Après le Government Accountability Project (GAP), un groupe associatif qui surveille les organisations gouvernementales installées aux Etats-Unis, c’est au tour de Robert Van Pulley lui-même, le nouveau RSSI de la Banque Mondiale, de le confirmer, à demi-mots : Satyam a bien été exclu des marchés de la Banque Mondiale pour 8 ans en février dernier, une décision effective à la fin septembre 2008. A demi-mots seulement, car le tout nouveau RSSI de l’organisation s’est exprimé au téléphone, dans une conversation enregistrée avec le GAP, avant de se rétracter.
Richard Behar, le journaliste d’investigation de la chaine de télévision Fox News, qui a levé le lièvre fin octobre, a pu écouter l’enregistrement ; il indique y avoir entendu Robert Van Puley expliquer que Satyam a été banni pour « résultats insuffisants » et « manque de documentation des factures ». Et d’assurer avoir obtenu d’un porte-parole de la Banque Mondiale, qui souhaite conserver l’anonymat, la confirmation de l’exclusion de la SSII indienne pour huit ans. [Un porte-parole de la Banque Mondiale à New Delhi a, depuis, confirmé l'information, NDLR]
Des critiques qui restent bien éloignées des causes de la rupture entre le donneur d'ordre et la SSII évoquées par le GAP et Richard Behar. Ces derniers parlent eux d’intrusion et de divulgation de données confidentielles. Reste que la confirmation du clash pousse le journaliste à recentrer son investigation sur ces failles de sécurité, avérées selon les informations obtenues par le GAP.

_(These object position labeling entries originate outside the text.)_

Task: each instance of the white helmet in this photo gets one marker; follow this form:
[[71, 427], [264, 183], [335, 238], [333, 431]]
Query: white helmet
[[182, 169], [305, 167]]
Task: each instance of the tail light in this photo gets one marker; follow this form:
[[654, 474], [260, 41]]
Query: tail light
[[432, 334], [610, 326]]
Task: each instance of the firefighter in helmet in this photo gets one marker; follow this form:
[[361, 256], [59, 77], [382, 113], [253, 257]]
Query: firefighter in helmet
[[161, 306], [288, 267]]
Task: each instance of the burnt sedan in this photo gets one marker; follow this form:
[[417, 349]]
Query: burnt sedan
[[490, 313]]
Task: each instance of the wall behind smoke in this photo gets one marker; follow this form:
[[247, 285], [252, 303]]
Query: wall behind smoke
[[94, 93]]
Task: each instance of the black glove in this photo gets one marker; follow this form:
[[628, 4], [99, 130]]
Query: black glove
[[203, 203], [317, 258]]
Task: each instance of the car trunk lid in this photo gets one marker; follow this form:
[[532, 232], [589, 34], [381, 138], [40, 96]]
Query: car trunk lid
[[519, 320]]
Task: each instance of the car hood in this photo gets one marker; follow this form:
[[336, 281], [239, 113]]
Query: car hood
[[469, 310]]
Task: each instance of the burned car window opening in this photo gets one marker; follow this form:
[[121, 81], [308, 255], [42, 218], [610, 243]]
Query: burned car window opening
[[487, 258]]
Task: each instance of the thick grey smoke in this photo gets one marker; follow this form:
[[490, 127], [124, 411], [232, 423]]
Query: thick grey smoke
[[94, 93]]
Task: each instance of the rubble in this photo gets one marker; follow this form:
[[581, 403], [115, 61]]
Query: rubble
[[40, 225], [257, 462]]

Autre bizarrerie : cette exclusion aurait du être notifiée par Satyam à ses actionnaires, ainsi qu’à la SEC, l’autorité américaine de contrôle des marchés financiers. Pour l’heure, Satyam ne figure toujours pas sur la liste des entreprises bannies que la Banque Mondiale divulgue sur son site Web.
Dans la tourmente
Pour Satyam, l’annonce de la décision de la Banque Mondiale ne pouvait pas tomber à pire moment. Elle intervient en effet après que la direction de la SSII ait proposé 1,6 Md$ pour racheter des entreprises de BTP… à des membres de sa famille. Une offre aussitôt retirée sous la pression des investisseurs institutionnels, mais qui vaut tout de même à Satyam une enquête très officielle : non seulement le montant proposé semble farfelu, mais l’offre interviendrait alors que la direction de Satyam a vendu 600 000 de ses actions de la SSII depuis le début de l’exercice fiscal, entamé début avril 2008. Le Registrar of Companies de l’état indien de l’Andhra Pradesh - la chambre locale d’enregistrement des sociétés - doit rendre les conclusions de son enquête d’ici à la mi-janvier.